Predicting N-Grams from the SwiftKey Dataset

owilks
11/3/2019

Description

This algorithm pulls data from a corpus (a collection of written texts) provided by a team at TouchType/SwiftKey, a subsidiary of the Microsoft.

Stripping the corpus into its raw components, breaking those into documents, and then creating our predictive algorithm using the breakdown of n-grams, this lets us predict the “next word” in a sentence using a subset of the phrase provided.

If no such phrase can be found, it incorporates data from the user and updates the relevant probability distribution.

Tweaking the Underlying Data

A few key choices were made while trimming the corpus to maximize the accuracy of the underlying dataset:

Instead of removing them, converting expletives to a common keyword to minimize data loss
Similarly, instead of deleting all numbers, converting to 1-9 range to their alphabetic string equivalent, and replacing numbers after a certain amount with the keyword “numrep” for number-representative
Instead of removing them, replacing some standard punctuation (dashes, commas, etc) with an underscore character “_” to minize false-equivalence scenarios: e.g. “well” vs “we'll”

#Samples of Punctuation adjustment strategy
        texts(sam)<-gsub("\\bisn't\\b","is not",texts(sam))

        texts(sam)<-gsub("\\b1st\\b","first",texts(sam))

        texts(sam)<-gsub("\\b4\\b","four",texts(sam))

Subsetting Strategy & Accuracy

Ingesting all of the data would be too memory expensive, so we chose to use a subset of the top 1% of common n-grams (bi,tri,quad-grams) across the corpus for our predictive model.
Each of those sets of n-grams, and their frequency count, define a probability distribution used to “guess” the following word at random (this ensures more variability in the guessed results).

    rawB<-readLines(pathBlogs, encoding = "UTF-8", skipNul = TRUE, n=9000)
    rawT<-readLines(pathTwit, encoding = "UTF-8", skipNul = TRUE, n=7000)
    rawN<-readLines(pathNews, encoding = "UTF-8", skipNul = TRUE, n=3000)

Application Dynamics

Once the user enters input into the box, the app trims the phrase down to the final 3 words and uses them to predict the next word.

If the tri-gram cannot be found to create a prediction, then the algorithm searches for a prediction with the final 2 words (bi-gram) and so on so forth.

Afterwards the system is updated to include the “correct word” in the new bi-gram/tri-gram search function, weighted specifically to favor user input over the existing components of the probability distribution.

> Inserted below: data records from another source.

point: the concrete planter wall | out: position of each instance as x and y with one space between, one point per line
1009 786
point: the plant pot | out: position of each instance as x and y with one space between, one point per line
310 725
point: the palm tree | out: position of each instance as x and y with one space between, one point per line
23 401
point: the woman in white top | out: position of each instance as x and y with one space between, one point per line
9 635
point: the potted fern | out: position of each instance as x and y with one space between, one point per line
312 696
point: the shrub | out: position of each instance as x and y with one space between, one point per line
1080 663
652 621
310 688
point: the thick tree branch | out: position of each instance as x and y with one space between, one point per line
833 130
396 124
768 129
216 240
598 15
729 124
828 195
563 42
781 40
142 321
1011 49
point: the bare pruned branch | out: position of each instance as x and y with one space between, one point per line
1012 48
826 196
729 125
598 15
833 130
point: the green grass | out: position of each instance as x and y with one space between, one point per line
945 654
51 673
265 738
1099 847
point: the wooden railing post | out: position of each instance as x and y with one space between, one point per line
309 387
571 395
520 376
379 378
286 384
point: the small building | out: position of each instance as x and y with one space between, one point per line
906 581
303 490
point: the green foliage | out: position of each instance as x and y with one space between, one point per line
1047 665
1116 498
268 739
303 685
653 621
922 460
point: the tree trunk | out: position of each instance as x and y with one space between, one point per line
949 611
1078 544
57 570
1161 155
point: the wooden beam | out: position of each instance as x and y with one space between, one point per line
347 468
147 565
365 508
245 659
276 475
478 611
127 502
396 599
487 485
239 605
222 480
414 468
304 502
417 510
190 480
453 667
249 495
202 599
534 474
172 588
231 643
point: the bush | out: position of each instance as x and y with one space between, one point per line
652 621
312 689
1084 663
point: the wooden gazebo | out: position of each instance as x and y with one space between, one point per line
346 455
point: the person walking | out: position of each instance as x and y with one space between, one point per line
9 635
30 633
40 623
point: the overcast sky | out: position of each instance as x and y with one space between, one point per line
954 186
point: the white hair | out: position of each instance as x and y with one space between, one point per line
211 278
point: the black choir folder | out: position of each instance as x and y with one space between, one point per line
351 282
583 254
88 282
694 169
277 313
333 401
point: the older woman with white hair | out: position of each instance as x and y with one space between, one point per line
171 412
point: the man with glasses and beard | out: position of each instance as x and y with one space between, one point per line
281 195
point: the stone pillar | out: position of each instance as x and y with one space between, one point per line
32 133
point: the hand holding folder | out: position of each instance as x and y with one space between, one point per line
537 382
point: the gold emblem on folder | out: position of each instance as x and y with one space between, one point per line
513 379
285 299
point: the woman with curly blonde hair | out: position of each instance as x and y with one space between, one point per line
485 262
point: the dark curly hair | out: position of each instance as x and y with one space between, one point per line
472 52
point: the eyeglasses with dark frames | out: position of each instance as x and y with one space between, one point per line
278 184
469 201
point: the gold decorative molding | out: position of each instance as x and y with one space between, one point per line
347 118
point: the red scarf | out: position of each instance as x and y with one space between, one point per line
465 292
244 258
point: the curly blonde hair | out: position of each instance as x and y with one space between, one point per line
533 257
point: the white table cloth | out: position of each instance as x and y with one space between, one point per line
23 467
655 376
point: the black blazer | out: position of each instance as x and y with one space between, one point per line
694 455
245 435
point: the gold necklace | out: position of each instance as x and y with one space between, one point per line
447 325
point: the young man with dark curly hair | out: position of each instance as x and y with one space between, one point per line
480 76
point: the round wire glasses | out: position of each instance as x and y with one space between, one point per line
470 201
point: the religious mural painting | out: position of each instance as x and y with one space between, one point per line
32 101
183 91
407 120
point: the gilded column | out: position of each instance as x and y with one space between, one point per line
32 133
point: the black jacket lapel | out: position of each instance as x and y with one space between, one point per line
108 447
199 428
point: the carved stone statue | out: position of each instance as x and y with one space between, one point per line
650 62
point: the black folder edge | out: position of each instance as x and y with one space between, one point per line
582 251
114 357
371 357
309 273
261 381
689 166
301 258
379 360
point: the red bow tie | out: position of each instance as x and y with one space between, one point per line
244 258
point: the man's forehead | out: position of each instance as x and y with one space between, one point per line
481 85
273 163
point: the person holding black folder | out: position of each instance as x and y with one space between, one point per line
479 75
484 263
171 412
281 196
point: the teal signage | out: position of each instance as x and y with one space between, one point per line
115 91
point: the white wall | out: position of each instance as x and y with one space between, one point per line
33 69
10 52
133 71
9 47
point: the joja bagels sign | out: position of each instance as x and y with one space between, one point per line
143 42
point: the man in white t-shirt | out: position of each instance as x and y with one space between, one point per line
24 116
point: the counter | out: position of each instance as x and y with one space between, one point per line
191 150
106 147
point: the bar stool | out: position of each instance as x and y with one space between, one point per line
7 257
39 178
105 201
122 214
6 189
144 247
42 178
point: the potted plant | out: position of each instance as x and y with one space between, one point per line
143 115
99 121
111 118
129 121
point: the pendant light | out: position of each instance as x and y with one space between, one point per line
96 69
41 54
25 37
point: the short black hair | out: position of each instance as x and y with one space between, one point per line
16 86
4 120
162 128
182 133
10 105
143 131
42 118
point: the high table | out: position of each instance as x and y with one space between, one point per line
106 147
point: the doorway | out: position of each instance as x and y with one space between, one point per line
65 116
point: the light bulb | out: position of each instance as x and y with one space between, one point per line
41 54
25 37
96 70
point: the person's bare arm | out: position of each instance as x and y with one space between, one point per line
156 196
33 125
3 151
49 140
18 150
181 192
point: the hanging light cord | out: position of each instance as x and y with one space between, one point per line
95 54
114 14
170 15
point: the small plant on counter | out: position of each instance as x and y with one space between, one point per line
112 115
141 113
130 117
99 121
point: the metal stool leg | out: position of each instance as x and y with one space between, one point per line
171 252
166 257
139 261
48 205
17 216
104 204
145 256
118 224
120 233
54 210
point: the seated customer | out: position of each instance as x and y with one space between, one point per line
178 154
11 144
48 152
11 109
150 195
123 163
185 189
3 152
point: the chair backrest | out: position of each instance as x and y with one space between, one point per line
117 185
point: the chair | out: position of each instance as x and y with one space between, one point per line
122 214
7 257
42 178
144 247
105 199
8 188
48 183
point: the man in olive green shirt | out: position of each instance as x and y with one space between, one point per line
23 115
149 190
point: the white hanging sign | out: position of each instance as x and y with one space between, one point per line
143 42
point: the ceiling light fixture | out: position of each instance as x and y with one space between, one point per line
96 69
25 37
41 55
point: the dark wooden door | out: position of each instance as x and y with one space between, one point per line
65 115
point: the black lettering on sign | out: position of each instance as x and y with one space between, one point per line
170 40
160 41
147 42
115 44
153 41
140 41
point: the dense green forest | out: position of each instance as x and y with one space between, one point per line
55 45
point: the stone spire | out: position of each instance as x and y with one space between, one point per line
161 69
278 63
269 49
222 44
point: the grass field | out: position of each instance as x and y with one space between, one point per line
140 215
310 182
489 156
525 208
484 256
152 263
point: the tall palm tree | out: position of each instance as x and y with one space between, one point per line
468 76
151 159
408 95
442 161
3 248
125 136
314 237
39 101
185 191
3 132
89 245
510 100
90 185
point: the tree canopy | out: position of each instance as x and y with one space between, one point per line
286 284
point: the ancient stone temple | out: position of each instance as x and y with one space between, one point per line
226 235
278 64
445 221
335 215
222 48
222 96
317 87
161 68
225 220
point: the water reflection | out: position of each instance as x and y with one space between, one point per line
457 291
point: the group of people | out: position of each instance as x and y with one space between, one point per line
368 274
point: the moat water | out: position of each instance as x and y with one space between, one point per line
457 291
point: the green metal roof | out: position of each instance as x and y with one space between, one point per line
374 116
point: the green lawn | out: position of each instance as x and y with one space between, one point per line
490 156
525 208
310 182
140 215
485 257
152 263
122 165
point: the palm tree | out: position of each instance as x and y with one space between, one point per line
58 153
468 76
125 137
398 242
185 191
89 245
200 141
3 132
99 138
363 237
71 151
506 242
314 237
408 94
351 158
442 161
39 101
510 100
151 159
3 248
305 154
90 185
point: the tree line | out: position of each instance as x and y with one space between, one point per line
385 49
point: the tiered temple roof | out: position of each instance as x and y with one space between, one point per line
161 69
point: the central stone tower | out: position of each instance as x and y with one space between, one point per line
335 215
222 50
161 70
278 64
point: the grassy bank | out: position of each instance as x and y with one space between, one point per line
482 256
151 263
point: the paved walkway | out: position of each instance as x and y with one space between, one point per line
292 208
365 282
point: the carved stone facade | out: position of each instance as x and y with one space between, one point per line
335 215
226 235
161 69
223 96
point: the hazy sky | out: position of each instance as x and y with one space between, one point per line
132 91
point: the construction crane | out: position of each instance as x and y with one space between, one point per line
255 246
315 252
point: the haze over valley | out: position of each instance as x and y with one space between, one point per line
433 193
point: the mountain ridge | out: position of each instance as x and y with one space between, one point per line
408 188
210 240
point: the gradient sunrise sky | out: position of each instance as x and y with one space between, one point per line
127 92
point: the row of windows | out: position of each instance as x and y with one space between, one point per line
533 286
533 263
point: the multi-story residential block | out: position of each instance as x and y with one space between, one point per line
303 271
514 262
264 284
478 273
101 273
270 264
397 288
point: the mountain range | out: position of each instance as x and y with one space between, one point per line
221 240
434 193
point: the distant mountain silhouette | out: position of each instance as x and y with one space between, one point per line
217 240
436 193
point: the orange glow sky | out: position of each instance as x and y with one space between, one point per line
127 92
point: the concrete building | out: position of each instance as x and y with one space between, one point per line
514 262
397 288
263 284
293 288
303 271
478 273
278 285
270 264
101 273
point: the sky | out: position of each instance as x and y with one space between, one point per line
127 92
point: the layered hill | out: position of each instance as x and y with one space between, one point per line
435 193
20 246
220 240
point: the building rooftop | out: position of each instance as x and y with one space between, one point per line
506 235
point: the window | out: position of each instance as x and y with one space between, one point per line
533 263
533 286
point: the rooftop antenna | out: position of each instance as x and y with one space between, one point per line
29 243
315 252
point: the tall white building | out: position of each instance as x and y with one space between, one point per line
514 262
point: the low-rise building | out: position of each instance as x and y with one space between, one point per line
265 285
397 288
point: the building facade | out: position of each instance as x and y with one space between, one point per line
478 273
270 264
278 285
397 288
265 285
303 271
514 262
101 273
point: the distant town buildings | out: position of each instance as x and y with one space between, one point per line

    if(count>2&sum(stat4$open==phrase4)>0){nextword<-prednext(phrase4,stat4)}
        else{if(count>1&sum(stat3$open==phrase3)>0){nextword<-prednext(phrase3,stat3)}
            else{if(count>0&sum(stat2$open==phrase2)>0){nextword<-prednext(phrase2,stat2)}
                else{nextword<-"We don't have an accurate prediction for this phrase! Try another!"}
                }

Next Steps

Implementing longer n-grams and having a more comprehensive search model could be a straightforward next step that didn't include too much additional memory.
Additionally, there are more intensive probability distribution mechanics, e.g. the chinese restaurant process, that could be implemented in such a way that would increase our accuracy without necessarily increasing the amount of memory we need to use in a severely costly way.
That, and a more robust user-interface that gave users the option of selecting one-of-three potential predictions instead of one, and had a more robust user-feedback response tree would better flesh out the call-and-response mechanics of the app itself, better increasing the intuitiveness of the app.

Thank you for taking the time to read this! Guess well!